5. La victoire la plus sinistre de toute l'histoire du FC Nantes

Pour le FC Nantes, gagner à Bordeaux, c'est toujours un évènement. C'est si rare… Depuis le début des années 80, ce n'est arrivé que quatre fois. En 1982-83, puis en 2000-2001, deux saisons où le FCN a remporté le titre. Puis en 2007. La victoire la plus triste de toute l'histoire nantaise. Ce 9 mai 2007, en effet, lors de l'avant-dernière journée de Championnat, les Jaunes l'emportent 1-0 à Chaban-Delmas sur un but de Denis Oliech dans le dernier quart d'heure.
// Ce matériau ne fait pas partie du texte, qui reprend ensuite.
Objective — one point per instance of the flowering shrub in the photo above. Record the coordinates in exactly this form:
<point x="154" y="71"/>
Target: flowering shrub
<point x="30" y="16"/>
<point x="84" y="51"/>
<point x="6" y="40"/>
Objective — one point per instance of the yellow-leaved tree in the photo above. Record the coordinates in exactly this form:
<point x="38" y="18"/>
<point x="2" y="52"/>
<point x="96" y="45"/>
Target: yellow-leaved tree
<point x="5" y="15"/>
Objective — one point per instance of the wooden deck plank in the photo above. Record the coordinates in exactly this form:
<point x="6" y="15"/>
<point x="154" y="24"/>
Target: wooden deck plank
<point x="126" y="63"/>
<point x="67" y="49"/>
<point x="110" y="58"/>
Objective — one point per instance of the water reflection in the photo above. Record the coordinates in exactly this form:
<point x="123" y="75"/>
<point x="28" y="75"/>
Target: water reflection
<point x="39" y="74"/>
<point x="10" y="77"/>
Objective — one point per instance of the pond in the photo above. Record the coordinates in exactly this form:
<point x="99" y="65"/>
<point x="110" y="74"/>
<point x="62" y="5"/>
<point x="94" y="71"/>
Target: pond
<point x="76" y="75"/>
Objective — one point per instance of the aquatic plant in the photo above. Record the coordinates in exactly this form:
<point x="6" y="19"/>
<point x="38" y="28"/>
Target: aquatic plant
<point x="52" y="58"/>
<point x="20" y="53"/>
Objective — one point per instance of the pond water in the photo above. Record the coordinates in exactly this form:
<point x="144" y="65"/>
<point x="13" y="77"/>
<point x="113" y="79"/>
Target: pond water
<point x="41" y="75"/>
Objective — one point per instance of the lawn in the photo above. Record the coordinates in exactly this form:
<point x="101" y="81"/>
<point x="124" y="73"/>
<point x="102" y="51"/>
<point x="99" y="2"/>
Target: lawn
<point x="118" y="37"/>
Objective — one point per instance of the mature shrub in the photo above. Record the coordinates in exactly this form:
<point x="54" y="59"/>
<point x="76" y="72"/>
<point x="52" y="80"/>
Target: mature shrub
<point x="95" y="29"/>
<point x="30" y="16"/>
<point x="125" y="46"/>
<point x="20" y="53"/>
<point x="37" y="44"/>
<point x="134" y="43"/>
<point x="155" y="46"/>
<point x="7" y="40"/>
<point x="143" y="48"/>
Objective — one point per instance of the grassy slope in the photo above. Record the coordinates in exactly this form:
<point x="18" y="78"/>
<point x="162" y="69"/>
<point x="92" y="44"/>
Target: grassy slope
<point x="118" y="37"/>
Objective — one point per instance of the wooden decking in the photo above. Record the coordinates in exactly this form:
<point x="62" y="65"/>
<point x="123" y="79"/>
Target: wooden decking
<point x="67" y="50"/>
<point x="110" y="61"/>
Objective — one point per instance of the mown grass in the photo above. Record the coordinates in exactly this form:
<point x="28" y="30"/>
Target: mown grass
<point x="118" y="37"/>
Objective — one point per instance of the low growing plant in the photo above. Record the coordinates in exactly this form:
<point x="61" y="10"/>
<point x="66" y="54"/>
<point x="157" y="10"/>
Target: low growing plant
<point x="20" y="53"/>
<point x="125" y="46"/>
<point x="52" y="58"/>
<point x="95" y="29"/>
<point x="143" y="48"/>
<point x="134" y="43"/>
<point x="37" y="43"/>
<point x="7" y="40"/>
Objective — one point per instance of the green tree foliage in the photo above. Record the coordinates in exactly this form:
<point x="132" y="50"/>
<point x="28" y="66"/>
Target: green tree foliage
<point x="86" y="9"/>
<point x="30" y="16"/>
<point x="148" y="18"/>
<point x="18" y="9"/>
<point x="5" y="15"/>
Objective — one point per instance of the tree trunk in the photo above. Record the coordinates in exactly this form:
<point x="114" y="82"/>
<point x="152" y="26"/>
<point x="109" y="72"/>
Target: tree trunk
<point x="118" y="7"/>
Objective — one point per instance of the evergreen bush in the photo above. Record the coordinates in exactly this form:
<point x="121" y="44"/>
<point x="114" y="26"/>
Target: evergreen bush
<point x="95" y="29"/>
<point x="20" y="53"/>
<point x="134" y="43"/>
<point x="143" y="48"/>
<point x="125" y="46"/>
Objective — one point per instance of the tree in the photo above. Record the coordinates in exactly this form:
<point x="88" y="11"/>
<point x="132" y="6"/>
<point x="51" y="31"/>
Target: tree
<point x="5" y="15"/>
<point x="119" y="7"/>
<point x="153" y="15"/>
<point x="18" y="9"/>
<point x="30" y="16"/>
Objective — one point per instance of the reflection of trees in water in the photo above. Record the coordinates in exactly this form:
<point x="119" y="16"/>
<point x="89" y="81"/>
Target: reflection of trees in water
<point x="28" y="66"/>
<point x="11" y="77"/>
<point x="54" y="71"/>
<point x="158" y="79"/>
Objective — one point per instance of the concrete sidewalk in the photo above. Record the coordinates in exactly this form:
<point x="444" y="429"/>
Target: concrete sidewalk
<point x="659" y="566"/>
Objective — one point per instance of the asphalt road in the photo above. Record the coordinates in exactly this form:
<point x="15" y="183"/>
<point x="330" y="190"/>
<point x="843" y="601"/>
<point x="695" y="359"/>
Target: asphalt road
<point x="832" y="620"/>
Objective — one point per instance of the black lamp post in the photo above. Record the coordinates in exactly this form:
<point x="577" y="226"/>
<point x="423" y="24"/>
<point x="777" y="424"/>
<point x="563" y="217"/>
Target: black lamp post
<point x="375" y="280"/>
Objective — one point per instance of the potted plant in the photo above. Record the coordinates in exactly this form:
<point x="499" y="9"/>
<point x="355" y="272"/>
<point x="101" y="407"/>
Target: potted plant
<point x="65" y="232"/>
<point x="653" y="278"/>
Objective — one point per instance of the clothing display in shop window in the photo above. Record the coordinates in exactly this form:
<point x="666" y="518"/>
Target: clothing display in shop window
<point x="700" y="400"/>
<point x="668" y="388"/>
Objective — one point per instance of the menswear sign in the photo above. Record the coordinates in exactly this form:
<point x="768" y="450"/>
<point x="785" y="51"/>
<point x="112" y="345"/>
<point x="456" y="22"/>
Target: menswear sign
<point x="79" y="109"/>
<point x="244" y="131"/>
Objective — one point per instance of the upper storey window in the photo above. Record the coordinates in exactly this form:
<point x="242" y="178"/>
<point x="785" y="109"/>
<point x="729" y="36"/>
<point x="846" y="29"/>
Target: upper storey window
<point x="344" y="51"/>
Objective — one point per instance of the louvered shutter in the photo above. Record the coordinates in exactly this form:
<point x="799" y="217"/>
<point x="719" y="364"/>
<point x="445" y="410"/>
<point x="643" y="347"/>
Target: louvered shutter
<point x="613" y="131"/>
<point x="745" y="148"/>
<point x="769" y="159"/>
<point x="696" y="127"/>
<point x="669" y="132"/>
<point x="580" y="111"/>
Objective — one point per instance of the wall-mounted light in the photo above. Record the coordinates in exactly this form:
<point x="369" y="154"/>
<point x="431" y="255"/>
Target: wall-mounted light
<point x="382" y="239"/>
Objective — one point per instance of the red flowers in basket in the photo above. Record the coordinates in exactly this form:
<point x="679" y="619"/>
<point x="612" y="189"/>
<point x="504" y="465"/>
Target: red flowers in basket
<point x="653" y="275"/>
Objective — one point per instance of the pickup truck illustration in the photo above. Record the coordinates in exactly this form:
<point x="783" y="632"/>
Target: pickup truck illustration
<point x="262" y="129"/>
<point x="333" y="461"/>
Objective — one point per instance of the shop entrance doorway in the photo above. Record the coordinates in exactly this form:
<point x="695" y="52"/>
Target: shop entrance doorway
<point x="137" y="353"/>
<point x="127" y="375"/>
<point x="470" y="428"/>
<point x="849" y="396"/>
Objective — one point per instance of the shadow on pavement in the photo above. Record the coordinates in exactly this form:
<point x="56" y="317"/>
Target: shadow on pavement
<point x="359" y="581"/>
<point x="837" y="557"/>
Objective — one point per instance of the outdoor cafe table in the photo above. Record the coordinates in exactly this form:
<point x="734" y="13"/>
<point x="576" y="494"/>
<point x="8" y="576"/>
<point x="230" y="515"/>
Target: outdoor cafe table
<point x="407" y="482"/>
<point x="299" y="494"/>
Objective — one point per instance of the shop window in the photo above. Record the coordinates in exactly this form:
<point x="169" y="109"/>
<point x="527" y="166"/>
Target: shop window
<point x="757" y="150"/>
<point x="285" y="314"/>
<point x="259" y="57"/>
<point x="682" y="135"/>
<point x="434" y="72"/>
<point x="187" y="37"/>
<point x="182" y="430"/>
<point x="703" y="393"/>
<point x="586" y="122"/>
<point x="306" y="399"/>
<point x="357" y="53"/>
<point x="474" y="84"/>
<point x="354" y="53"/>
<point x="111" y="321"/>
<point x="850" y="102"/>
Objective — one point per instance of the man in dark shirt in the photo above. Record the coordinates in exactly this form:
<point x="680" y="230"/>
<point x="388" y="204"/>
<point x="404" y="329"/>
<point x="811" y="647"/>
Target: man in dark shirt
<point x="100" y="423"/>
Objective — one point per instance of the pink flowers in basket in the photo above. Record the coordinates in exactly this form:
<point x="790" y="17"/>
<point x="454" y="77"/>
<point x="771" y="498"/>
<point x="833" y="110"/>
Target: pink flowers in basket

Mais en dépit de cette victoire, ils sont officiellement relégués en Ligue 2. Jamais, depuis son accession dans l'élite en 1963, le club des bords de l'Erdre n'avait subi les affres de la descente. Et pourtant, vaincre à Bordeaux aurait dû être si savoureux… Moralité, depuis plus de 30 ans, quand Nantes gagne à Bordeaux, ou il finit champion, ou il descend. Pour mémoire, les Nantais ont gagné à l'aller à Chaban-Delmas cette saison…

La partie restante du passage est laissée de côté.